The Good Liar (MA)
With an intriguingly good title and two of England's finest actors on screen from start to finish, you'd be forgiven for thinking this is surely a must-see movie. But as Ian McKellen's character Roy says early in proceedings "there's the anticipation, followed by the letdown". Indeed. The Good Liar starts as a playful cat and mouse game of deception but rapidly loses its way, morphing into an unbelievable, convoluted and dark tale of revenge.
Roy (Ian McKellen) is a charming elderly con man, who flits from online dating with Betty McLeish (Helen Mirren) to swindling a couple of wannabe high-roller investors in an elaborate real estate fraud with Russian gangsters.
As he gets closer to Betty, we start to learn that his intentions are nothing more than another plan to get rich, with her a recently widowed victim with millions of dollars in savings. Faking a dodgy knee that makes climbing the stairs in his building difficult, Roy ends up staying at Betty's house where he meets her grandson Steven (Russel Tovey), who is researching German history at university.
Steven is less convinced of Roy's intentions, especially as Betty starts to plan the sharing of her savings with Roy and his partner in crime Vincent (Jim Carter) who poses as a friendly financial adviser. All the while, there's the sense that there's more to Betty: surely, she's not as naive and stupid as she behaves? Does she have a trick up her sleeve?
Well, despite her grandson's warnings, she seems incapable of seeing what Roy is really up to and, when the two of them head to Berlin for a holiday, Roy is confident that his wicked plans are finally closing in on her fortune.
With the players in Berlin, the plot takes a sudden and dramatic shift, secrets from the dark past emerging - not so much as to make sense of what's being going on - but to provide a highly unlikely backstory for the characters, told through a series of clunky flashbacks at the end of World War II. But it's the tonal shift that is most disorienting - what's been signalled as a mischievous con-game, with a jaunty score and knowing performances turns murky in the final act.
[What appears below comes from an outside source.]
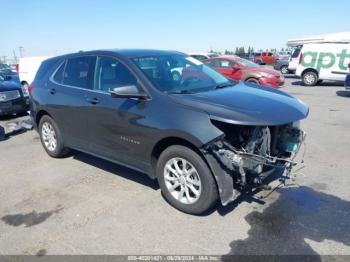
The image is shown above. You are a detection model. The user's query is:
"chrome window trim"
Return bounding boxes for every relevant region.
[49,54,151,99]
[0,90,22,103]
While Mirren and McKellen (who've never worked before on screen) are great to watch, you wish it wasn't in this. One moment they are asked to portray highly sophisticated schemers and the next sell their characters making dumb mistakes. At least it's an acting master class watching how they do it.
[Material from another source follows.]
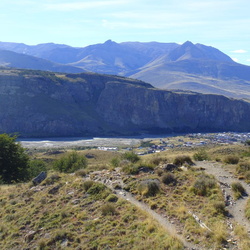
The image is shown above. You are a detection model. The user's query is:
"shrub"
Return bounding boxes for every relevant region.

Director Bill Condon (Beauty and the Beast, Dreamgirls) and his regular team of creatives make sure there's a sophisticated elegance to the look and feel of the film, supported by the moody score from Carter Burwell. The screenplay is adapted by Jeffrey Hatcher and based on a novel of the same name by former British spy Nicholas Searle. Writer and director have worked together before, specifically on Mr. Holmes (2015) also with McKellen in the lead, and Hatcher's previous work in theatre explains much of the strategy to reveal information through conversation rather than cinematic action.
The entire third act of the film is a dialogue-heavy denouement with little opportunity for McKellen and Mirren to reveal the intense emotions that would have been in play for their characters. As a result, the ending is a deeply unsatisfying surprise. If you are a fan of these two great British actors, there may just be enough to warrant the ticket price, but the absurdity of the story is going to make that your challenge.